Overview
When executing complex SQL queries—particularly those with deep Common Table Expression (CTE) structures or numerous window functions—Amperity may return an error indicating the query has exceeded the Spark stage limit (typically a hard limit of 150 stages). This occurs when the Spark engine's execution plan becomes too fragmented for the available resource planning overhead.
Troubleshooting & Optimization Steps
If you encounter a query stage limit error, follow these technical best practices identified through internal support investigations:
1. Consolidate Sequential CTEs
Deep nesting of CTEs is the primary driver of stage explosion. Consolidate CTEs that reference the same source tables or perform sequential logic into a single block.
Example: Combine foundational campaign metadata (like
QueryInfoandTacticInfo) into one CTE rather than joining them later.

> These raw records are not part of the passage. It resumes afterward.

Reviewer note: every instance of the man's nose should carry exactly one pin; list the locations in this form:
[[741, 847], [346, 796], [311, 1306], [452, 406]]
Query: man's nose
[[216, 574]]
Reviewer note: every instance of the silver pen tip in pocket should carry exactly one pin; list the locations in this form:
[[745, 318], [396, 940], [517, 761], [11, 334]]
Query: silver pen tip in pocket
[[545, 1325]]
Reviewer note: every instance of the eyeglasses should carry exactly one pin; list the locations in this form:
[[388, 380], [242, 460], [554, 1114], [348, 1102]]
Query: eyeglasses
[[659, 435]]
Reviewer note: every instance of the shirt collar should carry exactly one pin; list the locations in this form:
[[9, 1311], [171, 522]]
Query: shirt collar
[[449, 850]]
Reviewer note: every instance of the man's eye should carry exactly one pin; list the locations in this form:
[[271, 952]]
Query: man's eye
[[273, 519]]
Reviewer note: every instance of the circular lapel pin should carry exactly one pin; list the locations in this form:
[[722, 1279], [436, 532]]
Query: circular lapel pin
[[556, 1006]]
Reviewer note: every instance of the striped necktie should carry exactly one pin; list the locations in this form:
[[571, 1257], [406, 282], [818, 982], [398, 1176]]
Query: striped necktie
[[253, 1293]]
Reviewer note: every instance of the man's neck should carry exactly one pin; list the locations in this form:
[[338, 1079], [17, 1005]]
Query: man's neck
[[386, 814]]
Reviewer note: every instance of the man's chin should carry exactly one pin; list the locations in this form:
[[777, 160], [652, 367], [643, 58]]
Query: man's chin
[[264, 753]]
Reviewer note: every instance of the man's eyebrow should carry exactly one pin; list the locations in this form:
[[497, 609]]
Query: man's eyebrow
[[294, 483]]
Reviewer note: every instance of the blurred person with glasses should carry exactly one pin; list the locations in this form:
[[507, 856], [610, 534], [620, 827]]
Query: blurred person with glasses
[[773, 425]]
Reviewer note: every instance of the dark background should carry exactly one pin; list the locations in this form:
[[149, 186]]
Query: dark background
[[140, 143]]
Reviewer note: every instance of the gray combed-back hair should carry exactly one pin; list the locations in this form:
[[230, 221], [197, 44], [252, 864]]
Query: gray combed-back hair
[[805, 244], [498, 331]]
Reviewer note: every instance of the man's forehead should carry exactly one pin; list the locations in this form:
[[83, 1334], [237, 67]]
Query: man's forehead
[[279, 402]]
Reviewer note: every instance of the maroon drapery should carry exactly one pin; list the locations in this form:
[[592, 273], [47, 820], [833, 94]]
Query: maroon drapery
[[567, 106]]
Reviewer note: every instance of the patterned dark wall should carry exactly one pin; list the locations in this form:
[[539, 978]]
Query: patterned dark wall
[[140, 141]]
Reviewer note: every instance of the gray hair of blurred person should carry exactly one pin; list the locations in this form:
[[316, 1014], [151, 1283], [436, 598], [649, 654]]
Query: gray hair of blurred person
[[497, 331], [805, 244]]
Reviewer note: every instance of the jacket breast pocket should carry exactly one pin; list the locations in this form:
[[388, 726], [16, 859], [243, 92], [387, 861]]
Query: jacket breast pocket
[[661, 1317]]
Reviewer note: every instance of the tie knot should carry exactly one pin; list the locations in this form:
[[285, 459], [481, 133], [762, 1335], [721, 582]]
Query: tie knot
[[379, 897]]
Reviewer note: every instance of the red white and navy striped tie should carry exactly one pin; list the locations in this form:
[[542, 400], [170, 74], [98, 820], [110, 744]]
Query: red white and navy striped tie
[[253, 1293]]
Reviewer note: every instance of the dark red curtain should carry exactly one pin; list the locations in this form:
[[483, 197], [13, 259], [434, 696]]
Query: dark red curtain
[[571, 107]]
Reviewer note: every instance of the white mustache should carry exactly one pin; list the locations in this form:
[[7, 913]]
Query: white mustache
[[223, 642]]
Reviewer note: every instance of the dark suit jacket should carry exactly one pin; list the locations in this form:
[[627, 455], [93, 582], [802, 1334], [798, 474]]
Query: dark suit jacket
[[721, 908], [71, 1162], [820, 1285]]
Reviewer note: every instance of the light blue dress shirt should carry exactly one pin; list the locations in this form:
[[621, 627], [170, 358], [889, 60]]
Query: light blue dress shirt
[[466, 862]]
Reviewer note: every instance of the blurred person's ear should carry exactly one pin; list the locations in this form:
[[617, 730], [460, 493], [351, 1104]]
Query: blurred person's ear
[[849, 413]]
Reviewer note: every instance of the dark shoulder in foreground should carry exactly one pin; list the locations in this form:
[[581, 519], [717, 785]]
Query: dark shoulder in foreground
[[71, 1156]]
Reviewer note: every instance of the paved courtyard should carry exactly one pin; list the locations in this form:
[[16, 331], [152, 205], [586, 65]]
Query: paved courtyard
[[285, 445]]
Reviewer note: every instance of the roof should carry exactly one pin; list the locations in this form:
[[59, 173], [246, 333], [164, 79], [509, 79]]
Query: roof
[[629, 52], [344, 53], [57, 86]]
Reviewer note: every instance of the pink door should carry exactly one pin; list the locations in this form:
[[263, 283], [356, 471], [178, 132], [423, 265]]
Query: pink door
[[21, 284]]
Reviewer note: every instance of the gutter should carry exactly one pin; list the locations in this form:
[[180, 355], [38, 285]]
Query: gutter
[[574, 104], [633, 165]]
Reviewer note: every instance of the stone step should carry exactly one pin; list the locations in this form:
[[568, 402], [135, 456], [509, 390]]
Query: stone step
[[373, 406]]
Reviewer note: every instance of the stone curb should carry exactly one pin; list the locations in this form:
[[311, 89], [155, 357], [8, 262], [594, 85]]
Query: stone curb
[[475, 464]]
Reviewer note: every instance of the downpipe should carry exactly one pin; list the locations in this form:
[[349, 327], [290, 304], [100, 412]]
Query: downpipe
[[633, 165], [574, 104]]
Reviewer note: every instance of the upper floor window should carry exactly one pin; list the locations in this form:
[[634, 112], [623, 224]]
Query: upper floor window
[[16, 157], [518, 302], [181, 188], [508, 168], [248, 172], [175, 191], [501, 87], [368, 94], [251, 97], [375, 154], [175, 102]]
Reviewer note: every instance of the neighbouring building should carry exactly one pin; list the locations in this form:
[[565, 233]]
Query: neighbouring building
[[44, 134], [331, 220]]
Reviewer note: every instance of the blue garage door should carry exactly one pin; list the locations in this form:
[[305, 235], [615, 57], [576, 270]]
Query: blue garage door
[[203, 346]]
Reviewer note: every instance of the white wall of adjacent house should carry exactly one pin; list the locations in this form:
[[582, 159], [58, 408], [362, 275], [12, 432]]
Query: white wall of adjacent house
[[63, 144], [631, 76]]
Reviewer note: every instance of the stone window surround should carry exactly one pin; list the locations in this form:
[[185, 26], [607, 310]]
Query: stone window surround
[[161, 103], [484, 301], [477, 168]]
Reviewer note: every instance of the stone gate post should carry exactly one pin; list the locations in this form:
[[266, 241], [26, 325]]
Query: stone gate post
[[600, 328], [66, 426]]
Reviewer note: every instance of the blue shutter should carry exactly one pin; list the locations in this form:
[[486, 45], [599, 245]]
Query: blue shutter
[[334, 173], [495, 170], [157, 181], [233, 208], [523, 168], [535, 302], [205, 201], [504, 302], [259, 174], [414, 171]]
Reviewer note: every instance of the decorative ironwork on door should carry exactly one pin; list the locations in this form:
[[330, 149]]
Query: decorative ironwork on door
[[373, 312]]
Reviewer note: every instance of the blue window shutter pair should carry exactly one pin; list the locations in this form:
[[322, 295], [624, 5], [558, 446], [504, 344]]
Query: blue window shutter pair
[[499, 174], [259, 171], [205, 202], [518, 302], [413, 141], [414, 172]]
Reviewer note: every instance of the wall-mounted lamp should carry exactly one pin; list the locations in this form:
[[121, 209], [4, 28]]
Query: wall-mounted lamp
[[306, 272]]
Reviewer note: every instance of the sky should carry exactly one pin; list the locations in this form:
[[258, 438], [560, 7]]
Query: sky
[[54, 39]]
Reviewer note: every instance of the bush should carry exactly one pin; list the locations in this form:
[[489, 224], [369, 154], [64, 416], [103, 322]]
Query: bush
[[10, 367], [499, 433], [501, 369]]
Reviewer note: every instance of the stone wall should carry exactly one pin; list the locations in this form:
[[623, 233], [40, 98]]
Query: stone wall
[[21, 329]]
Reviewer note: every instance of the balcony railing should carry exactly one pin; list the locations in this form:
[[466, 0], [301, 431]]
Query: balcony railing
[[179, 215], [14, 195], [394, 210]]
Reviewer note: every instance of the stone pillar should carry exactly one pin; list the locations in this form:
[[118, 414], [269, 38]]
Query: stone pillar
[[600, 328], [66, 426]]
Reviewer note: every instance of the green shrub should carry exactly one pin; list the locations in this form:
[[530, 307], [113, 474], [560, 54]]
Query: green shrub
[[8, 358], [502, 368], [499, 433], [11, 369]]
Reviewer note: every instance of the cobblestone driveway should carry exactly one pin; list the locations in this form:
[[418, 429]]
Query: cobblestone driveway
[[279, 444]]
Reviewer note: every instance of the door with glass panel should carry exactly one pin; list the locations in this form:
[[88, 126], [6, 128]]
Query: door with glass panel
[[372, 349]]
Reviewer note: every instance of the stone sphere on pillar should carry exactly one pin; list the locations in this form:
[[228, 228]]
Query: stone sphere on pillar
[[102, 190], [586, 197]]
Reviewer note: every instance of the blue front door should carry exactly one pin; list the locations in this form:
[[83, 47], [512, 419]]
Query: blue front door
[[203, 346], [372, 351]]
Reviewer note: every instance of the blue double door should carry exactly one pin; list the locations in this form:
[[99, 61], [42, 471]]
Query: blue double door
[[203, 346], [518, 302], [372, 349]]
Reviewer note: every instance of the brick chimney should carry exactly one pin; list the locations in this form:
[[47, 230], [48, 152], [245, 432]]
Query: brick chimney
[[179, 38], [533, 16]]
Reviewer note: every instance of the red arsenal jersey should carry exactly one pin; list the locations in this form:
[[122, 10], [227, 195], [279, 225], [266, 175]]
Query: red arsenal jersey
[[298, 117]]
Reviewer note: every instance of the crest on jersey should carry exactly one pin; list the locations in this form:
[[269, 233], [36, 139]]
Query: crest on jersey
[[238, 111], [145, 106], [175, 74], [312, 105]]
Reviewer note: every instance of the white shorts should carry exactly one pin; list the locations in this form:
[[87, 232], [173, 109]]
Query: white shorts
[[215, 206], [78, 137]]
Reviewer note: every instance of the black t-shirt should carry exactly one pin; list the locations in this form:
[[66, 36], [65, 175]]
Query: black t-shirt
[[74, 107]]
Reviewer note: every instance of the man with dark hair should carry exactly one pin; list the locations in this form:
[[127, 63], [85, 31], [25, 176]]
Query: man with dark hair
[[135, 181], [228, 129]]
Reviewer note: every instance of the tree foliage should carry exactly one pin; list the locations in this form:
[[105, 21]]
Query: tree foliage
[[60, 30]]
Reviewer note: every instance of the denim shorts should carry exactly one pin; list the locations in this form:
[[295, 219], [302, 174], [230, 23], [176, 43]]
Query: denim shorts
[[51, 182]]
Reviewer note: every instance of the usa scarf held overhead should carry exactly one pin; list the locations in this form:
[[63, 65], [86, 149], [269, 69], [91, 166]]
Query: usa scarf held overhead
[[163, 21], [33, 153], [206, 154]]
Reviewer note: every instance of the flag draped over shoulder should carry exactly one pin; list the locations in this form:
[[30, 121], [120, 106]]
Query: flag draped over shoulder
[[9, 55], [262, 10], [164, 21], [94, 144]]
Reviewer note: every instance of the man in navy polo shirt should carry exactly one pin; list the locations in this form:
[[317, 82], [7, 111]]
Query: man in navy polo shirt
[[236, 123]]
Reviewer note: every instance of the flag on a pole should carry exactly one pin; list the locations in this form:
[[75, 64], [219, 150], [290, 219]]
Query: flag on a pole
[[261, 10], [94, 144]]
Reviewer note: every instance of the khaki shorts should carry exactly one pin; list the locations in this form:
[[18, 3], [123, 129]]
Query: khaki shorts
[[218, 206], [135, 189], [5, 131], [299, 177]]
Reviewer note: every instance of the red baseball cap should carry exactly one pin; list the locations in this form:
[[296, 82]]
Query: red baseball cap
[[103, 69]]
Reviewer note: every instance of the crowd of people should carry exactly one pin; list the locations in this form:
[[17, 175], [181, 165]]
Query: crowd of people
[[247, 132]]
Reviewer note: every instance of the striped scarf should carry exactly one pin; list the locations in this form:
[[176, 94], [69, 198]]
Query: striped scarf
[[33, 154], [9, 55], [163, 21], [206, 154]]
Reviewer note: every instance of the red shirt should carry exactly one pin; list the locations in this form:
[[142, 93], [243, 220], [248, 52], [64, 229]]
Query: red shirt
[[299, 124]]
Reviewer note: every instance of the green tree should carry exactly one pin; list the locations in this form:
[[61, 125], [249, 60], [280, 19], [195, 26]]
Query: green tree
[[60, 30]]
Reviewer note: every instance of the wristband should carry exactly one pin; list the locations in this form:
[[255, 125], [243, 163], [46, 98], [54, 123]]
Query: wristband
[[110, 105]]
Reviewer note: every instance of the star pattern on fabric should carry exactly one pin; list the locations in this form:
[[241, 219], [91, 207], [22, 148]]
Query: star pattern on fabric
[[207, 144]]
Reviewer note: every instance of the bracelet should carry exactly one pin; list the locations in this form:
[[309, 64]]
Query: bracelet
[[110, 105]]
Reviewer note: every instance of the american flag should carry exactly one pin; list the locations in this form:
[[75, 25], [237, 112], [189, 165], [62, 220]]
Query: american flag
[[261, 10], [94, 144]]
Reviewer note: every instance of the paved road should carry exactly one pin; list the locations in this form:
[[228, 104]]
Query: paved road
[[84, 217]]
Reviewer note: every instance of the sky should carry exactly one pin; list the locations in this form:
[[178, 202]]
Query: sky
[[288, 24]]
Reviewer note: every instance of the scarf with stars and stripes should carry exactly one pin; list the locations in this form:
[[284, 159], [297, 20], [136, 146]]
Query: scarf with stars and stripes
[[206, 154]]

2. Position Window Functions Strategically
Window functions (e.g., ROW_NUMBER(), RANK()) are resource-intensive. Moving CTEs containing window functions lower in the "funnel" (closer to the final SELECT statement) can significantly reduce the number of stages generated early in the execution plan.
3. Refactor Complex Variables
Break down large "catch-all" CTEs that handle multiple independent logic streams (e.g., refactoring a massive DS_Variables block into smaller, dedicated entities).
4. Leverage the AI Assistant
Use the Amperity AI Assistant to identify potential CTE consolidations. It can often suggest more compact versions of your query that maintain the same business logic but use fewer stages.
The Materialization Solution
If standard tuning does not reduce the stage count sufficiently, Materialization is the recommended technical workaround. Materialization frees up memory resources by temporarily writing table data to storage mid-query.
How to use Materialization Hints:
You can "hint" to the Spark engine that specific CTEs should be materialized by adding the prefix materialized_ to the CTE name.
Syntax:
WITH materialized_Audience AS (SELECT ...)Effect: This breaks the execution plan into smaller, manageable chunks, preventing the stage count from exceeding the limit in a single run.
Advanced: Enabling the Materialization Feature Flag
In cases where naming conventions (materialized_ prefix) do not resolve the issue, or for exceptionally large queries that fail to run durably, an explicit "Enable Materialization" option can be activated in the Query window settings.
Requirement: This requires a specific Feature Flag "show materializer option" to be enabled in the Settings.
Action: Contact your Amperity Admin or Support representative to enable this flag for your tenant.
Usage: Once enabled, an admin must check the "Enable Materialization" box under Advanced Settings on the right side pane on the query window UI.
[!IMPORTANT] Note on Code Freeze: During platform code freeze periods, structural configuration changes in production are not advisable. It is recommended to create a Sandbox environment first to test if the materialization flag resolves the issue before applying it to Production.